The U.S. Bureau of Labor Statistics released its July employment report on Friday, showing that the national unemployment rate decreased one-tenth of a point to 4.3 percent while 209,000 jobs were added last month, following 222,000 jobs in June and 138,000 in May. July's unemployment rate matched June's as the best U.S. mark since May 2003.
Employment growth has averaged 184,000 per month in 2017, just shy of 2016's average of 187,000.

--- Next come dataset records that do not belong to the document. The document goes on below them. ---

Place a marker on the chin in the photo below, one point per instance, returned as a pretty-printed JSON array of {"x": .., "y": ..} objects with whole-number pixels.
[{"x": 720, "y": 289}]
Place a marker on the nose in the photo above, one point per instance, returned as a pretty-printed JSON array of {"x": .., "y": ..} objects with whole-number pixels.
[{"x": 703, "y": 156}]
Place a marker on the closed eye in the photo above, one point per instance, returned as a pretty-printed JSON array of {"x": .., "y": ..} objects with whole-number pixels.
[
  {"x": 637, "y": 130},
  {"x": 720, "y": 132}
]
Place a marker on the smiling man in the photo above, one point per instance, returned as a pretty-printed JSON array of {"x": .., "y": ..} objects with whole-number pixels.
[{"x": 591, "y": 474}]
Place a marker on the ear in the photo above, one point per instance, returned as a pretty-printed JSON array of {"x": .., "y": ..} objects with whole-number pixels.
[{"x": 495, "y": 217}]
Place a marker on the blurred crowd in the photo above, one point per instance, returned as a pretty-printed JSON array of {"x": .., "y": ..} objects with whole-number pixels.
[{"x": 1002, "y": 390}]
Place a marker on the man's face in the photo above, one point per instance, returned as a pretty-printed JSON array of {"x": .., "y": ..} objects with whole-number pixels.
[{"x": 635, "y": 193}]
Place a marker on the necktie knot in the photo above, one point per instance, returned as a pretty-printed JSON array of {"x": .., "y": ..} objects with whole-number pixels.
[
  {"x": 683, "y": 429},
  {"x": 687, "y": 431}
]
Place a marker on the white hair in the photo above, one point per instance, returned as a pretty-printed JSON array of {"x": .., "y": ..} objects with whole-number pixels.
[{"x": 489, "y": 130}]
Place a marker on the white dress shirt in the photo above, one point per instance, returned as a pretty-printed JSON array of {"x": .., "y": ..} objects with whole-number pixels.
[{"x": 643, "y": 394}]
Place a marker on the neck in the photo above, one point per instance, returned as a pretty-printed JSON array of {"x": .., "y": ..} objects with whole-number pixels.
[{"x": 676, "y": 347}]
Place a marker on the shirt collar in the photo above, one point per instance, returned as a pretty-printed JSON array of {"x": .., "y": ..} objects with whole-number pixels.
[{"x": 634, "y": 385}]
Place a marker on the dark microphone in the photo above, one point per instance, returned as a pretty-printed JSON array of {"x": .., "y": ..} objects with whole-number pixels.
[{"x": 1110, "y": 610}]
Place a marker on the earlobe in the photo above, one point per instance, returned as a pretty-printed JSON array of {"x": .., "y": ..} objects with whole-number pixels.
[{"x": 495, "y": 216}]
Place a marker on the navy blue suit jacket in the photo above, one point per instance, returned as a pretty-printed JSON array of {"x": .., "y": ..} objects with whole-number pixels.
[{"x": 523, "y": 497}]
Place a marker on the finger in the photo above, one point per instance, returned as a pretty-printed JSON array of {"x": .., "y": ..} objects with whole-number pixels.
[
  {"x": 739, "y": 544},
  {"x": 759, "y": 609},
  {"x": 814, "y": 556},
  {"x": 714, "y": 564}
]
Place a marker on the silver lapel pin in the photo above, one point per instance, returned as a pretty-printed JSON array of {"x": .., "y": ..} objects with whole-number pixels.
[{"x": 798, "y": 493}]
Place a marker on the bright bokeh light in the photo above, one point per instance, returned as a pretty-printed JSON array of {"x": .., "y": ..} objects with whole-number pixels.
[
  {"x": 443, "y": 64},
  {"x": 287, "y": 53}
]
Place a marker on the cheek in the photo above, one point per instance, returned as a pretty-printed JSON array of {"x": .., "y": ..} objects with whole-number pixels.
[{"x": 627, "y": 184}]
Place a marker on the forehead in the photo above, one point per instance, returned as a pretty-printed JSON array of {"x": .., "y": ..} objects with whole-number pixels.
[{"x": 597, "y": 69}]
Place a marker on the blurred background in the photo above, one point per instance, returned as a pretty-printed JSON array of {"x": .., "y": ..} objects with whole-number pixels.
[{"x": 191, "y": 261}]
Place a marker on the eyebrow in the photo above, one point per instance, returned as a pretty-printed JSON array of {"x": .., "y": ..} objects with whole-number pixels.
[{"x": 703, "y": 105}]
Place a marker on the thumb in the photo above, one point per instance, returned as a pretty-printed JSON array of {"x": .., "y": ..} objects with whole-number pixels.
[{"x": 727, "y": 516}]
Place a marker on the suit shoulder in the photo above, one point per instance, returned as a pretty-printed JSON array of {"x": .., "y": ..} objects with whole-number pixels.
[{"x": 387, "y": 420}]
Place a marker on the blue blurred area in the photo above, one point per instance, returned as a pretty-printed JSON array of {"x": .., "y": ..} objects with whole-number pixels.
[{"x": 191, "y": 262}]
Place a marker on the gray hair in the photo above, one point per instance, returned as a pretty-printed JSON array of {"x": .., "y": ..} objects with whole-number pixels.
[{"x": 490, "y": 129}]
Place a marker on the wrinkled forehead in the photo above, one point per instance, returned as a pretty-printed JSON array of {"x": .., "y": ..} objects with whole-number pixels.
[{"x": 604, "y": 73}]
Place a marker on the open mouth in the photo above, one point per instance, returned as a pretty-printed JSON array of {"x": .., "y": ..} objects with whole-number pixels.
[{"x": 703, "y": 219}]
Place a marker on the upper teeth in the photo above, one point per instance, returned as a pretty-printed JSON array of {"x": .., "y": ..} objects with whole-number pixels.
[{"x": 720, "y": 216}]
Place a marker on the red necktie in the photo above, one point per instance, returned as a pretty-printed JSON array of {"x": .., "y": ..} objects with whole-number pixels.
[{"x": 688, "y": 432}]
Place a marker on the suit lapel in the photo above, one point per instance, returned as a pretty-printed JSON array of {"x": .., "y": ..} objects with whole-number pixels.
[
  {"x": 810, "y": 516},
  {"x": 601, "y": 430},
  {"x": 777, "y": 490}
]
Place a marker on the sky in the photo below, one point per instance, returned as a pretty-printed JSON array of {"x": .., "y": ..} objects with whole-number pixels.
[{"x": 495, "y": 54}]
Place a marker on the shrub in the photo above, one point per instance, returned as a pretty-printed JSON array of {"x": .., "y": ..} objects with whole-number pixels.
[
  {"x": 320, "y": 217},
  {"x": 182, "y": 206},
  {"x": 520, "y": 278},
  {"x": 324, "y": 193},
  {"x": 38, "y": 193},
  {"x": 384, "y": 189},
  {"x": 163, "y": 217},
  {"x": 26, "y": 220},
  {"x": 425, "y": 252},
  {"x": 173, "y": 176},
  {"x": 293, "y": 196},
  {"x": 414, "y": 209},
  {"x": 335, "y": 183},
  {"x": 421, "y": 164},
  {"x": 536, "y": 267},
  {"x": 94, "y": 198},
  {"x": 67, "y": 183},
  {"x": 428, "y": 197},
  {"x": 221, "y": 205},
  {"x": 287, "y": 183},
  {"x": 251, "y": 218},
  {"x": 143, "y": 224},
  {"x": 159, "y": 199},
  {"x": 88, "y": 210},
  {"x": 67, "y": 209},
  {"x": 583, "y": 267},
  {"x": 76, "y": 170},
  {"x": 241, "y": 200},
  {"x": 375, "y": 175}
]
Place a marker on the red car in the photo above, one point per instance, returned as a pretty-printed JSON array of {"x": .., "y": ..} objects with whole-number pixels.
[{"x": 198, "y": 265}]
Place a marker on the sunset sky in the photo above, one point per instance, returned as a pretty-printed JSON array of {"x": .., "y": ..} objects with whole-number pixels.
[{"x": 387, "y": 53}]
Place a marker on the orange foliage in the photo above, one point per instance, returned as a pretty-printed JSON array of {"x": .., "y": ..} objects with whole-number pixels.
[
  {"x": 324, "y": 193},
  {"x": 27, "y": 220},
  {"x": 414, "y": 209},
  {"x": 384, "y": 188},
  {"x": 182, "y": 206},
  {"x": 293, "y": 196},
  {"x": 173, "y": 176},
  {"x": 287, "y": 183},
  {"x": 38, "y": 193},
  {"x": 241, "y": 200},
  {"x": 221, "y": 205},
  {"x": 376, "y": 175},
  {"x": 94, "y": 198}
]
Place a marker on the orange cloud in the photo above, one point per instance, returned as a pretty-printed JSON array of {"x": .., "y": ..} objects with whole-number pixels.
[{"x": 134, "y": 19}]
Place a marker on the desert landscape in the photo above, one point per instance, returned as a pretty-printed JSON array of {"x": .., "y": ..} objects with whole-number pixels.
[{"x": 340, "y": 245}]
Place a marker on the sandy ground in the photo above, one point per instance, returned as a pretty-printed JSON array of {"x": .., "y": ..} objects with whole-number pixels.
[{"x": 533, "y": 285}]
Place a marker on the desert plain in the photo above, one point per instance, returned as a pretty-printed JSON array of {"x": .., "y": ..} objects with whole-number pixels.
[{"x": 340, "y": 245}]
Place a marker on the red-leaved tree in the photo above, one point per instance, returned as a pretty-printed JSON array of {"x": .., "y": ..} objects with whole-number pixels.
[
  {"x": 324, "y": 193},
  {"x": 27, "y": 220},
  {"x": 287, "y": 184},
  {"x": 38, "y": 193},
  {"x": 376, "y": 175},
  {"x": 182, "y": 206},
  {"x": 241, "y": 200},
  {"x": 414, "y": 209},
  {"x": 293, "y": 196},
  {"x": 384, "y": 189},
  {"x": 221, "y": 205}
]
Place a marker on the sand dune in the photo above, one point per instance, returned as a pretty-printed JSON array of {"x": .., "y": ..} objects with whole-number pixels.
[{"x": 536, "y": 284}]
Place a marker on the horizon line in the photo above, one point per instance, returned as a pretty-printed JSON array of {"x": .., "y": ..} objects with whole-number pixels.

Of the major working groups in July:
- Health care added 39,000 jobs.
- Mining added 1,000 jobs.
- Professional and business services added 49,000 jobs
- Food services and drinking places added 53,000 jobs
- The industries of construction, manufacturing, wholesale trade, retail trade, transportation and warehousing, information, financial activities, and government showed little change during July.
After losing 1,000 jobs in May and adding only 1,000 in June, manufacturing rebounded in July by adding 16,000 jobs. Durable goods manufacturing added 13,000 of them, while nondurable goods added 3,000 following a 8,000-jobs lost in June. July's manufacturing unemployment rate of 4.0 percent was up 0.6 percentage points from June, but down 0.3 points year-over-year.
Wholesale trade added 6,100 jobs in July, following 10,000 added in June. Retail trade was essentially unchanged, as was transportation and warehousing overall.
The biggest July manufacturing job gains were fabricated metal products (+5,000), transportation equipment (+3,800) and machinery (+2,100), while the biggest losses were in furniture (-1,600) and food manufacturing (-1,000).
Construction added 6,000 jobs in July, following 16,000 added in June. Building construction comprised 5,500 of July's gain, with 5,100 in residential. Residential specialty trade added 2,100. Construction's July unemployment rate of 4.9 percent was up 0.4 points year-over-year.
Mining employment added 1,200 jobs in July, following 6,900 in June. Support activities added 1,300. Mining, quarrying, and oil and gas extraction's July unemployment rate of 4.5 percent is less than half of the 9.3 percent mark it had a year earlier.
Wholesale trade's 6,100 jobs gain in July followed 10,000 added in June and 2,100 lost in May. Durable goods added 3,700 of July's growth, while electronic markets added 1,800 and nondurable goods was essentially unchanged. Wholesale and retail trade's July unemployment rate of 4.8 percent was down 0.4 points year-over-year.
- Retail trade added 900 jobs in July, with building materials and garden supply stores adding 5,000
- Warehousing and storage lost 2,200 jobs in July, following a loss of 800 in June.
The employment report came three days after the Institute for Supply Management's July Purchasing Managers Index (PMI) had a decrease of 1.5 percentage points from June to a reading of 56.3 percent — indicating continued strong expansion for U.S. manufacturing, albeit at a slightly slower pace.